While those who believe that the Peace Prize should have been given to someone more deserving have a persuasive argument, I can also see some merit in the committee's decision and give it the benefit of the doubt. America's shift from a country with a foreign policy endorsed by the, "Nuke 'em 'til they glow then shoot 'em in the dark" set to a country that wants a leader who favors diplomacy, respect and understanding is an enormous boon to world peace. The United States' only peer in terms of military spending and might is the rest of the word combined. This brings us to "American exceptionalism." President Obama's foes, primarily the haters but also some reasonable thinkers who simply disagree with him, rail against his failure to preach American exceptionalism, and they bristle when he dares to suggest that we lack godlike infallibility. They want the president to be the equivalent of the unfit parent who swears that his or her child is never wrong and every conflict must therefore be someone else's fault. Ironically, Obama's Nobel Prize can be defended from either side of the American exceptionalism discussion. Simply because a U.S president can do more to alter the course of world peace than any other leader (American exceptionalism), President Obama's inauguration was a monumental event, particularly given his appetite for diplomacy and nuclear disarmament. At the same time, exceptional or not, he refuses to make jingoistic arrogance the centerpiece of his foreign policy, which is also a giant leap towards global peace.
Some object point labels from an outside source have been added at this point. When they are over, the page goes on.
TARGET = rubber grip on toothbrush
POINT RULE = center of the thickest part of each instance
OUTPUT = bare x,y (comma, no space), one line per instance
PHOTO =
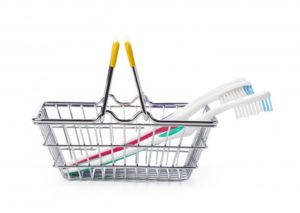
114,54
129,53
If a research biologist uncovered an extremely promising cure for cancer, leaving the medical community giddy with excitement and landing the discovery on the cover of every news magazine, that scientist would be a slam dunk for the Nobel Prize in Medicine even before a single human patient had been cured. Yes, the discovery is itself an achievement and I'm not arguing that it's perfectly analogous to President Obama's Peace Prize, but it would still be an award based its promise of a yet unrealized benefit. Moreover, there is precedent for the Peace Prize to be awarded based on hope for the future as opposed to a completed accomplishment. Finally, the political right can't simultaneously argue that President Obama has ruined America by doing this, that and the other in his foreign policy and that he has not yet done anything. It seems to me that either he's done something or he's done nothing. If these critics are to avoid being dismissed out of hand, they must be consistent and not let their hatred contradict itself.